Raw log outputs from test suites like pytest or build tools can span thousands of lines, quickly overwhelming the agent's context window. Effective self-healing requires summarizing and filtering these logs.

  • Traceback Filtering: Filter out system libraries (e.g., Python site-packages or Node node_modules) to only keep traces referencing local workspace paths.
  • Error Compaction Scripting: Parse stderr outputs using regular expressions to extract only the core problem statement:
    python
    import re
    
    def compact_traceback(raw_stderr: str) -> str:
        # Extract filename, line number, and error messages
        matches = re.findall(r'File "([^"]+)", line (\d+), in (.*)\n(.*)\n([^:]+): (.*)', raw_stderr)
        if not matches:
            return raw_stderr[:500]  # Fallback to truncated raw logs
        
        compacted = []
        for file, line, func, context, err_type, err_msg in matches:
            compacted.append(f"File: {file} (Line {line}) in {func}\n  Code: {context.strip()}\n  Error: {err_type}: {err_msg}")
        return "\n\n".join(compacted)

🛡️ 4. Iteration Bounds & Infinite Loop Prevention

Self-healing is inherently recursive. Without constraints, an agent might oscillate between conflicting fixes (e.g., fixing type checking but breaking syntax, then reversing the fix).

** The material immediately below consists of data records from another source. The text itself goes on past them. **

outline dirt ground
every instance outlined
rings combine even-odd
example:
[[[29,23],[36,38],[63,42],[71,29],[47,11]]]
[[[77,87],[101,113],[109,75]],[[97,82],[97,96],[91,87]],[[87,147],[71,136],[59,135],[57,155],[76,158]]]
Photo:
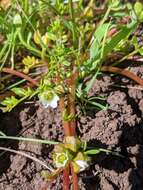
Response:
[[[132,68],[143,77],[143,68]],[[81,190],[143,189],[143,88],[133,81],[109,74],[98,78],[91,96],[102,95],[107,110],[79,111],[78,135],[92,147],[110,148],[123,157],[100,154],[92,157],[91,166],[79,174]],[[79,108],[78,108],[79,110]],[[38,103],[25,103],[11,113],[0,113],[0,130],[7,135],[63,139],[60,113],[44,109]],[[24,150],[52,163],[52,146],[34,143],[0,141],[0,146]],[[41,177],[39,164],[19,155],[0,152],[0,190],[60,190],[62,176],[52,183]]]

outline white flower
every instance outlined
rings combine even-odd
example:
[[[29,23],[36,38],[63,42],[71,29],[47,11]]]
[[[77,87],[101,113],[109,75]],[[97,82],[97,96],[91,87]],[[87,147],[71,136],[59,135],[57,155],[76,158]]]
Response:
[[[76,160],[75,163],[80,167],[80,172],[84,171],[89,166],[85,160]]]
[[[39,100],[45,108],[58,106],[59,96],[54,92],[43,92],[39,94]]]

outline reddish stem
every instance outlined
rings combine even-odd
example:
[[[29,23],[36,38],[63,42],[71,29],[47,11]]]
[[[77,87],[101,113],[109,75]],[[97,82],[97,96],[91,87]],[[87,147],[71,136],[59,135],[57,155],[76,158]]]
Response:
[[[143,79],[141,79],[140,77],[138,77],[137,75],[135,75],[131,71],[121,69],[118,67],[112,67],[112,66],[102,66],[101,71],[111,72],[111,73],[119,73],[121,75],[124,75],[124,76],[134,80],[135,82],[137,82],[138,84],[143,86]]]
[[[79,188],[78,188],[78,176],[74,172],[74,169],[73,169],[73,166],[71,163],[70,163],[70,168],[71,168],[72,180],[73,180],[73,190],[79,190]]]
[[[69,190],[70,179],[69,179],[69,166],[63,171],[63,190]]]
[[[12,75],[16,75],[20,78],[23,78],[27,81],[29,81],[30,83],[32,83],[33,85],[35,86],[39,86],[38,82],[35,81],[34,79],[32,79],[31,77],[29,77],[28,75],[24,74],[24,73],[21,73],[19,71],[16,71],[14,69],[11,69],[11,68],[2,68],[2,72],[5,72],[5,73],[10,73]]]

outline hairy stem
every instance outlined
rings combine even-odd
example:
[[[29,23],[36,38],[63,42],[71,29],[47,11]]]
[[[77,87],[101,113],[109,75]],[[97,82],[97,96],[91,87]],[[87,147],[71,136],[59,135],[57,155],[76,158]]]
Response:
[[[70,187],[69,169],[69,166],[67,166],[67,168],[65,168],[63,171],[63,190],[69,190]]]

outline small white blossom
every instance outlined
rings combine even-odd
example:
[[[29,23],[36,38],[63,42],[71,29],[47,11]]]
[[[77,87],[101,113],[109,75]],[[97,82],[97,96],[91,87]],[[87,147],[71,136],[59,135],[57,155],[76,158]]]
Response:
[[[50,97],[48,97],[49,95]],[[58,106],[59,96],[53,92],[50,92],[50,94],[48,92],[43,92],[39,95],[39,100],[45,108],[56,108]]]
[[[80,172],[84,171],[89,166],[85,160],[76,160],[75,163],[80,167]]]

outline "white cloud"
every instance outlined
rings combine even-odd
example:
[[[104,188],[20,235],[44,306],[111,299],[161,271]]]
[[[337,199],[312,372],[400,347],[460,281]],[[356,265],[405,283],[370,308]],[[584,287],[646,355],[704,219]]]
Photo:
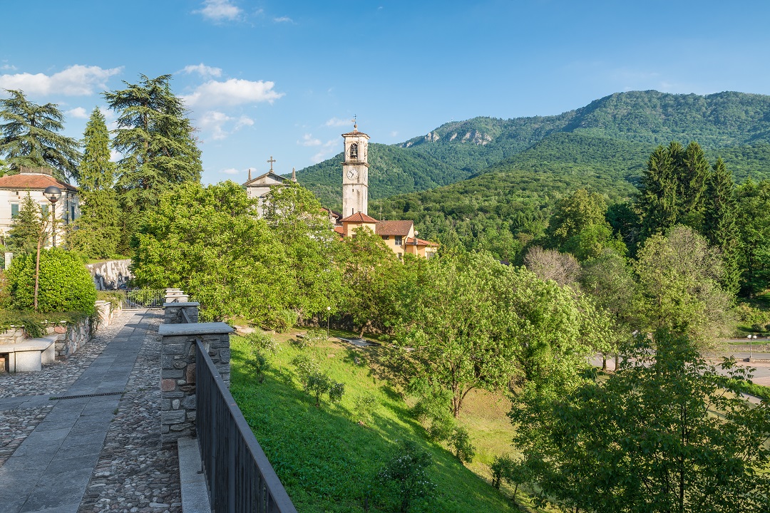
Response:
[[[337,145],[339,144],[340,142],[337,139],[331,139],[324,142],[318,153],[313,155],[313,162],[317,164],[333,155],[338,151]]]
[[[88,119],[89,113],[82,107],[75,107],[65,112],[68,116],[78,118],[79,119]]]
[[[332,118],[326,123],[326,126],[347,126],[353,124],[352,119],[340,119],[340,118]]]
[[[296,144],[303,146],[320,146],[321,140],[313,138],[313,134],[305,134],[302,136],[302,141],[297,141]]]
[[[231,118],[224,112],[209,111],[200,118],[198,126],[202,130],[210,132],[213,139],[219,141],[244,126],[252,126],[253,124],[254,120],[246,116]],[[226,125],[231,125],[233,128],[227,130]]]
[[[182,71],[185,73],[198,73],[202,77],[219,77],[222,75],[221,68],[207,66],[203,62],[185,66],[185,68]]]
[[[273,90],[274,82],[230,78],[225,82],[209,80],[196,88],[192,94],[182,96],[189,107],[238,105],[244,103],[273,103],[283,92]]]
[[[122,66],[102,69],[99,66],[75,65],[49,76],[44,73],[0,75],[0,88],[21,89],[27,95],[57,93],[66,96],[87,96],[95,88],[107,87],[107,79],[122,71]]]
[[[240,18],[243,10],[229,0],[205,0],[203,8],[193,12],[213,22],[233,22]]]

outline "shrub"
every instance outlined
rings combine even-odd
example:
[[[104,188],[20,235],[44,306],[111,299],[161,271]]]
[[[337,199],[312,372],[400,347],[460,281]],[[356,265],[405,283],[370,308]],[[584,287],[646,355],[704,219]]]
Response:
[[[470,443],[470,435],[465,428],[457,427],[449,437],[449,445],[454,449],[454,455],[460,461],[470,463],[476,455],[476,448]]]
[[[360,422],[369,424],[372,414],[377,407],[377,399],[371,394],[363,394],[356,398],[353,403],[353,411]]]
[[[254,331],[246,337],[249,345],[258,351],[266,351],[271,353],[278,352],[278,342],[264,331]]]
[[[35,255],[13,259],[7,276],[11,304],[19,309],[34,305]],[[40,252],[38,311],[95,312],[96,288],[88,269],[75,255],[59,248]]]
[[[427,471],[432,463],[429,452],[410,440],[403,440],[380,470],[377,478],[385,490],[395,495],[401,513],[407,513],[416,500],[430,497],[434,485]]]

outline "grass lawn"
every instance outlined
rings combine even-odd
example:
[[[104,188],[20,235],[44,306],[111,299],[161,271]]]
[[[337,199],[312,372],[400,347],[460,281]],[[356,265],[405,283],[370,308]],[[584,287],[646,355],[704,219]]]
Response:
[[[300,513],[364,511],[364,496],[377,495],[374,476],[394,454],[395,441],[401,439],[416,441],[433,456],[429,474],[436,491],[413,511],[534,511],[520,510],[488,484],[487,465],[494,455],[513,452],[512,428],[505,417],[510,405],[504,398],[480,391],[466,399],[460,423],[469,429],[477,452],[467,468],[445,448],[427,439],[423,426],[409,415],[408,405],[372,370],[369,361],[377,348],[328,341],[300,350],[286,335],[275,338],[280,350],[270,357],[271,368],[262,384],[246,374],[246,339],[231,338],[230,389]],[[289,362],[303,351],[333,379],[345,384],[339,404],[324,399],[316,408],[314,398],[302,390]],[[364,394],[378,403],[367,425],[354,412],[356,398]],[[370,502],[370,511],[390,509],[381,500]]]

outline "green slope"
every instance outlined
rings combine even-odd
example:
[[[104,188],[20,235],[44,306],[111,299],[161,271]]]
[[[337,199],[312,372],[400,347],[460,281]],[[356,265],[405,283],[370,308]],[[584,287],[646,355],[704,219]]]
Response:
[[[577,138],[564,148],[570,153],[560,155],[562,139],[554,138],[557,135]],[[479,117],[445,123],[400,145],[373,144],[370,198],[427,190],[490,168],[543,170],[547,166],[536,160],[540,153],[547,156],[547,162],[560,163],[553,172],[574,171],[567,165],[577,155],[579,162],[573,164],[600,162],[598,171],[611,169],[617,172],[614,176],[632,180],[652,148],[673,139],[698,141],[710,156],[722,155],[734,166],[736,177],[764,176],[768,169],[770,96],[635,91],[611,95],[554,116]],[[541,142],[547,148],[537,149]],[[515,158],[536,149],[524,160]],[[583,154],[596,159],[587,161],[579,157]],[[341,158],[340,154],[298,173],[301,183],[333,207],[341,202]]]

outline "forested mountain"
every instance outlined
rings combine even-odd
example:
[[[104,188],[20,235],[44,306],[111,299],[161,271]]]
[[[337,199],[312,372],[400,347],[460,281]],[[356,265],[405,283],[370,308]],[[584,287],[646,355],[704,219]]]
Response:
[[[603,181],[634,183],[651,150],[671,140],[697,141],[709,158],[721,156],[738,181],[770,176],[770,96],[637,91],[559,115],[445,123],[400,145],[370,145],[370,198],[425,191],[490,171],[602,175]],[[338,207],[341,162],[340,154],[297,178],[325,205]]]

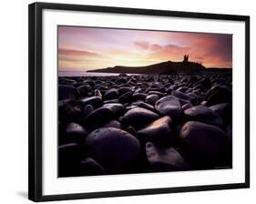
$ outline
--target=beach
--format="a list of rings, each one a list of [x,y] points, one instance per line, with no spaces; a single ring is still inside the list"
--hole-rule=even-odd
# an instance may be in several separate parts
[[[58,76],[58,176],[232,168],[232,72]]]

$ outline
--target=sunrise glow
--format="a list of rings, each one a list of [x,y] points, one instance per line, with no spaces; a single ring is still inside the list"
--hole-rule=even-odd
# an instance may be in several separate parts
[[[60,71],[182,61],[185,54],[206,67],[232,67],[232,36],[58,26]]]

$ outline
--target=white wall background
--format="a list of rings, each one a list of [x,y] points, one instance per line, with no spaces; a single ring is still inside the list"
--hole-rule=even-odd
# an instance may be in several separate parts
[[[0,17],[0,203],[27,200],[27,5],[2,1]],[[55,0],[56,3],[222,13],[251,15],[251,172],[250,189],[69,200],[55,203],[254,203],[256,199],[255,5],[228,0]],[[234,90],[235,91],[235,90]],[[241,121],[242,122],[242,121]]]

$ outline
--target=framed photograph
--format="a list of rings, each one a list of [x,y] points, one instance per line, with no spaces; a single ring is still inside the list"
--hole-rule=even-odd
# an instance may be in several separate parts
[[[29,199],[250,187],[250,17],[29,5]]]

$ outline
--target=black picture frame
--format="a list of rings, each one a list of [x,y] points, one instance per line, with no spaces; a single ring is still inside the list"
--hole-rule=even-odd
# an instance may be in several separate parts
[[[132,190],[77,193],[64,195],[42,194],[42,12],[44,9],[91,11],[113,14],[173,16],[198,19],[231,20],[245,23],[245,182],[221,185]],[[34,3],[29,5],[29,168],[28,199],[34,201],[64,200],[105,197],[161,194],[186,191],[242,189],[250,187],[250,16],[220,14],[149,10],[125,7],[94,6],[67,4]]]

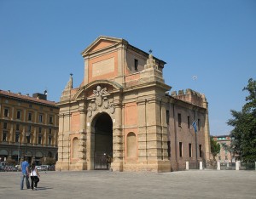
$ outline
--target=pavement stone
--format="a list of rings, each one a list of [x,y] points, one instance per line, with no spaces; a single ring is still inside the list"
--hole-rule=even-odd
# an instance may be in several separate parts
[[[256,198],[256,171],[49,171],[40,175],[38,190],[32,190],[20,189],[20,172],[0,173],[0,198]]]

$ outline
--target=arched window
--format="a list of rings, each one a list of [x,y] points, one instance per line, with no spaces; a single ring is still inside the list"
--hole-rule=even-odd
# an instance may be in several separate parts
[[[133,132],[130,132],[127,134],[127,157],[136,157],[136,134]]]
[[[79,158],[79,139],[74,138],[73,139],[73,148],[72,148],[72,157],[76,159]]]

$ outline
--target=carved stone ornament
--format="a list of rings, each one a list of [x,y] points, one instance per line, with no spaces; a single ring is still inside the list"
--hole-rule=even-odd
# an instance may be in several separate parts
[[[97,86],[96,89],[93,90],[95,100],[91,100],[87,109],[89,117],[92,116],[93,111],[97,111],[102,105],[102,108],[108,109],[111,114],[114,113],[115,109],[113,104],[110,103],[107,97],[102,97],[104,94],[108,94],[107,88],[102,89],[101,86]]]
[[[88,107],[87,109],[87,114],[88,114],[88,117],[90,117],[92,116],[92,110],[90,107]]]
[[[94,96],[96,97],[96,102],[98,106],[102,105],[102,94],[108,94],[107,88],[102,88],[101,86],[97,86],[96,90],[93,90]]]

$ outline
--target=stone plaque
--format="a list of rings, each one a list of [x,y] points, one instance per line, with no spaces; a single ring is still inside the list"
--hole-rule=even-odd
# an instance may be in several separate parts
[[[114,58],[109,58],[92,64],[92,77],[105,75],[114,71]]]

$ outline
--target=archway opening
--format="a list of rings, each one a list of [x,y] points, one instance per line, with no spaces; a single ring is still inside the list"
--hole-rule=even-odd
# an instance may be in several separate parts
[[[94,169],[108,169],[113,156],[113,122],[107,113],[100,114],[95,122]]]

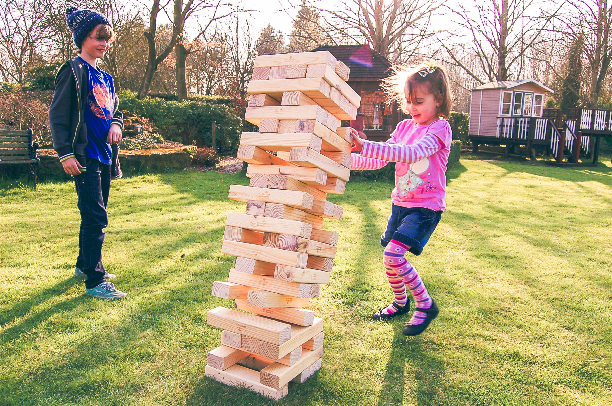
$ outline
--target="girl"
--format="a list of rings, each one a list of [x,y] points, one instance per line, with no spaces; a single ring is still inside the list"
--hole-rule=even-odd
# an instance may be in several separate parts
[[[385,143],[360,138],[351,129],[355,149],[351,169],[379,169],[395,164],[395,188],[391,192],[391,216],[381,236],[385,247],[383,264],[395,300],[374,314],[389,320],[409,310],[406,287],[416,304],[403,333],[422,333],[439,310],[430,297],[419,273],[404,257],[420,255],[444,211],[446,164],[452,133],[446,119],[452,97],[446,71],[432,62],[400,66],[384,83],[392,100],[401,103],[412,118],[397,125]]]

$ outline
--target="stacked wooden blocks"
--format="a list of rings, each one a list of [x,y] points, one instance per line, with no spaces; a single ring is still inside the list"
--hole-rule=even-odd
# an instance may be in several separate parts
[[[209,310],[207,323],[223,331],[206,374],[278,400],[321,367],[323,320],[307,307],[329,283],[338,236],[323,220],[340,219],[342,208],[327,194],[343,194],[348,181],[351,144],[339,124],[356,118],[360,97],[328,51],[258,56],[255,67],[245,118],[259,132],[242,133],[237,154],[250,182],[230,188],[246,211],[228,214],[221,249],[237,258],[228,281],[212,286],[254,314]]]

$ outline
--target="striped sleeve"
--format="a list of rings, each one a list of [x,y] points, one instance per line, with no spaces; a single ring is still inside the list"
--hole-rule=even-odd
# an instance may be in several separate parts
[[[427,133],[416,143],[404,145],[364,140],[361,156],[383,161],[412,164],[444,148],[438,137]]]

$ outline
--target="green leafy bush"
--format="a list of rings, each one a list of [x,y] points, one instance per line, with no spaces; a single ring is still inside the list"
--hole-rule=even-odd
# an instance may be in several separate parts
[[[151,120],[166,140],[186,145],[211,145],[211,125],[214,121],[217,146],[222,150],[235,149],[242,131],[242,121],[234,110],[223,104],[202,102],[173,102],[146,97],[138,100],[129,91],[118,92],[119,107],[138,116]]]

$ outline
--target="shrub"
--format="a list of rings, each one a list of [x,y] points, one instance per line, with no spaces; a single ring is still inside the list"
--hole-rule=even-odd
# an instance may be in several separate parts
[[[193,165],[214,167],[218,163],[220,160],[220,158],[217,154],[217,151],[207,146],[198,148],[192,154],[192,164]]]

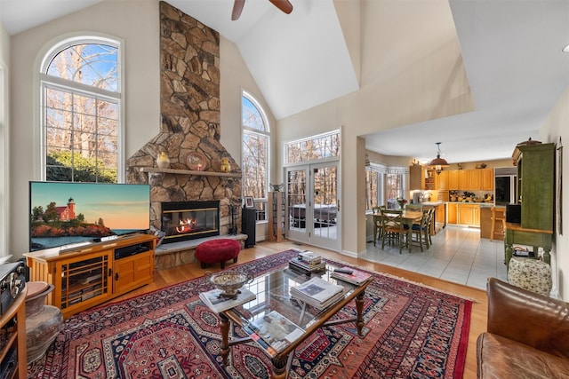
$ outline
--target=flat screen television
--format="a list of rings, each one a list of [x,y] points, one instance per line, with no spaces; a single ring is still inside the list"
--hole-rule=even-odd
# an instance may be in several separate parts
[[[148,185],[29,182],[29,250],[72,249],[150,227]]]

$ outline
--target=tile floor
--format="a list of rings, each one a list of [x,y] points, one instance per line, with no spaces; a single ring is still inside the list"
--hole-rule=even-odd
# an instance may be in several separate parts
[[[404,249],[401,254],[398,247],[381,249],[381,242],[375,247],[369,242],[360,257],[484,290],[490,276],[507,281],[502,241],[481,239],[479,229],[455,225],[447,225],[432,240],[423,252],[413,246],[412,253]]]

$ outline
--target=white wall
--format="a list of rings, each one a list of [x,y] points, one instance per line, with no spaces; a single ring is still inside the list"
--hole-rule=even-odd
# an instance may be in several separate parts
[[[10,255],[8,236],[10,235],[10,192],[8,187],[10,170],[8,167],[9,118],[9,77],[10,77],[10,36],[0,25],[0,258]]]
[[[365,167],[358,164],[365,151],[358,136],[474,107],[447,2],[361,6],[361,89],[278,121],[281,141],[341,128],[341,249],[349,256],[365,251]],[[405,43],[393,49],[389,42],[398,36]]]
[[[36,28],[11,42],[10,251],[28,251],[28,186],[39,177],[39,51],[69,33],[100,33],[124,41],[125,157],[160,130],[159,10],[157,0],[108,0]],[[4,40],[3,40],[4,42]],[[241,160],[241,89],[264,104],[260,92],[235,46],[221,38],[221,143]],[[4,53],[4,51],[3,51]],[[274,117],[268,114],[275,126]],[[4,223],[3,223],[4,224]],[[5,225],[3,225],[3,228]]]
[[[557,200],[557,209],[562,208],[563,230],[559,230],[558,223],[556,225],[555,241],[551,254],[551,268],[553,271],[554,292],[557,290],[559,296],[565,301],[569,301],[569,88],[557,101],[557,106],[546,120],[540,136],[542,142],[553,142],[559,146],[559,138],[563,152],[563,175],[562,186],[563,199],[561,204]],[[556,161],[557,162],[557,161]],[[557,183],[556,183],[557,188]],[[556,220],[558,221],[558,220]]]

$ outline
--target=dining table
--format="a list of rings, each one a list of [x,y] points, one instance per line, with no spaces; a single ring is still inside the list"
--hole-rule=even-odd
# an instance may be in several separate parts
[[[388,209],[389,211],[389,209]],[[421,210],[404,210],[401,215],[401,222],[407,225],[407,249],[409,249],[409,252],[411,252],[411,239],[413,237],[413,225],[414,223],[421,223],[421,217],[423,217],[423,212]],[[381,223],[381,213],[374,213],[373,214],[373,246],[375,246],[375,242],[377,241],[377,229],[378,229],[378,222]]]

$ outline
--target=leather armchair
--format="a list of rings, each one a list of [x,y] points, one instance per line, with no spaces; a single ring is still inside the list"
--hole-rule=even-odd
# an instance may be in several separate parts
[[[569,304],[489,278],[478,378],[569,378]]]

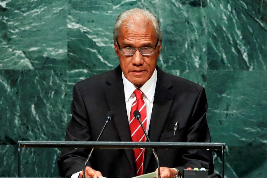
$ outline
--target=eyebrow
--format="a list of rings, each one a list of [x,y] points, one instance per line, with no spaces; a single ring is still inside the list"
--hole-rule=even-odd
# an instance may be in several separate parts
[[[126,43],[125,42],[122,42],[122,45],[123,45],[124,46],[132,46],[132,45],[131,44],[130,44],[129,43]],[[142,48],[142,47],[146,47],[146,46],[150,46],[151,47],[151,46],[152,45],[152,43],[145,43],[144,44],[143,44],[141,46],[141,47],[139,47],[140,48]]]

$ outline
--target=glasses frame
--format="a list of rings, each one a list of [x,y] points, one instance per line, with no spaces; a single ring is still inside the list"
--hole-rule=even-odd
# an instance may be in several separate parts
[[[143,48],[147,48],[147,47],[142,47],[141,48],[129,48],[129,47],[126,47],[126,48],[121,48],[120,47],[120,45],[119,44],[119,42],[118,42],[118,38],[116,39],[116,41],[117,42],[117,44],[118,45],[118,47],[119,47],[119,49],[120,49],[120,50],[121,51],[121,54],[123,54],[124,55],[125,55],[125,56],[132,56],[134,54],[134,53],[135,53],[135,52],[136,51],[136,49],[138,49],[138,50],[139,50],[139,52],[140,52],[140,53],[142,54],[142,55],[143,56],[148,56],[149,55],[151,55],[151,54],[152,54],[153,53],[154,53],[154,51],[156,49],[156,48],[157,47],[157,46],[158,46],[158,43],[159,43],[159,41],[160,41],[160,38],[158,38],[158,40],[157,41],[157,42],[156,43],[156,45],[155,45],[155,46],[154,48],[153,48],[153,52],[151,54],[142,54],[141,52],[141,50],[140,50],[140,49]],[[126,48],[133,48],[134,49],[134,54],[124,54],[122,52],[122,50],[123,49]]]

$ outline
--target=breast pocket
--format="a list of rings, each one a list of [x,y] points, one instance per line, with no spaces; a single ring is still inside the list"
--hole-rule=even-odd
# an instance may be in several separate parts
[[[182,141],[185,128],[183,127],[177,130],[175,135],[174,135],[174,130],[162,133],[160,136],[160,141],[166,142]]]

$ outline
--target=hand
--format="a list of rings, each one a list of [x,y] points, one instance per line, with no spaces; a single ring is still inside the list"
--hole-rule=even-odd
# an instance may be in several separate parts
[[[82,177],[83,172],[83,170],[81,171],[81,172],[79,175],[79,177]],[[96,171],[92,167],[89,166],[86,166],[85,167],[85,177],[103,177],[102,173],[99,171]]]
[[[169,168],[167,167],[160,167],[160,177],[161,178],[170,178],[170,177],[176,177],[177,175],[176,171],[173,169]],[[159,176],[159,171],[158,168],[156,169],[157,172],[157,177]]]

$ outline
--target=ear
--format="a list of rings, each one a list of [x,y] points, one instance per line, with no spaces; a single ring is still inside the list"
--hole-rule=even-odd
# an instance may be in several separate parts
[[[160,56],[160,51],[161,51],[161,41],[160,41],[160,45],[159,46],[159,53],[158,54],[157,57]]]
[[[113,39],[113,40],[114,39]],[[116,40],[114,40],[114,49],[115,50],[115,52],[116,53],[116,54],[118,57],[119,57],[119,47],[118,46],[118,45],[117,44],[117,43],[116,42]]]

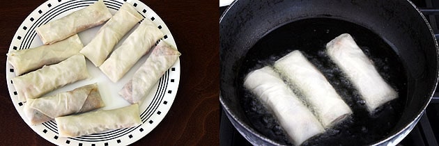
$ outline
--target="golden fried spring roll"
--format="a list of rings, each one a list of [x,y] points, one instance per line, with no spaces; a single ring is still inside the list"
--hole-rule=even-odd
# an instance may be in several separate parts
[[[77,137],[141,124],[138,104],[55,117],[59,136]]]
[[[100,25],[111,17],[111,15],[103,1],[100,0],[59,19],[40,26],[36,29],[36,32],[43,44],[52,44]]]
[[[18,100],[38,98],[59,87],[88,78],[85,57],[74,55],[57,64],[13,78]]]
[[[325,131],[316,116],[270,67],[249,73],[244,87],[272,111],[295,145]]]
[[[117,42],[143,18],[132,5],[129,3],[123,3],[116,14],[100,28],[95,38],[81,50],[81,54],[95,66],[100,66]],[[132,45],[138,47],[138,44]]]
[[[153,22],[144,19],[99,68],[111,81],[117,82],[162,36]]]
[[[351,35],[341,34],[331,40],[326,44],[326,52],[358,90],[369,113],[398,98],[398,92],[380,76]]]
[[[160,41],[146,61],[134,72],[132,79],[121,90],[119,95],[131,104],[142,102],[153,86],[175,63],[180,54],[164,41]]]
[[[31,124],[35,125],[56,117],[78,113],[104,106],[98,85],[84,86],[71,91],[38,99],[28,99],[24,113]]]
[[[79,53],[84,46],[79,37],[73,35],[68,38],[52,44],[36,48],[13,50],[8,53],[8,62],[14,67],[15,76],[64,60]]]
[[[275,67],[304,96],[324,128],[352,114],[335,89],[300,51],[293,51],[275,63]]]

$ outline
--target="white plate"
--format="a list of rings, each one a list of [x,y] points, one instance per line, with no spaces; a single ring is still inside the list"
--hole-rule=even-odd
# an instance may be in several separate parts
[[[46,24],[52,19],[57,19],[73,11],[76,11],[90,4],[96,0],[49,0],[35,9],[18,28],[13,38],[9,51],[13,49],[24,49],[42,45],[40,38],[36,35],[36,27]],[[153,20],[163,32],[164,35],[162,41],[166,41],[176,48],[175,40],[169,29],[162,19],[149,7],[137,0],[105,0],[104,3],[110,12],[114,14],[123,3],[132,4],[137,11],[145,19]],[[134,28],[138,26],[136,25]],[[79,33],[83,44],[86,45],[93,38],[100,28],[94,27]],[[134,28],[133,28],[134,29]],[[130,33],[132,30],[128,33]],[[125,40],[125,36],[119,42],[118,46]],[[134,72],[146,60],[147,56],[144,56],[137,63],[116,83],[112,83],[107,77],[94,67],[87,60],[87,67],[91,78],[80,81],[75,83],[66,86],[55,90],[46,95],[54,95],[63,91],[73,90],[76,88],[98,83],[99,90],[105,102],[103,109],[113,109],[129,105],[117,92],[131,79]],[[171,108],[177,93],[180,82],[180,60],[164,73],[163,76],[156,83],[154,88],[146,98],[139,107],[141,119],[143,122],[140,126],[105,131],[99,133],[83,136],[77,138],[59,137],[54,121],[45,122],[37,126],[29,127],[40,136],[46,140],[61,145],[130,145],[145,136],[151,132],[164,117]],[[17,92],[12,83],[12,79],[15,76],[13,67],[6,63],[6,81],[9,94],[17,111],[23,120],[28,124],[29,120],[23,113],[23,106],[26,103],[18,102]]]

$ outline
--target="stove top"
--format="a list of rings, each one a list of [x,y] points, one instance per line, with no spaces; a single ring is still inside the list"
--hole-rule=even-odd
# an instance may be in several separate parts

  • Iteration Guard Parameters: Always enforce a strict loop boundary counter (e.g., MAX_ATTEMPTS = 3).
  • Oscillation Detection: Track generated file hashes. If the agent generates an identical file version to one from two iterations ago, break the loop early.
  • Graceful Degradation: If loop counts are exceeded, transition automatically to:
    1. Human-in-the-Loop Prompting: Stop autonomous execution and alert the developer, providing the compilation history and trace details.
    2. State Rollback: Revert changes using local Git checkouts to return the workspace to a compiling state.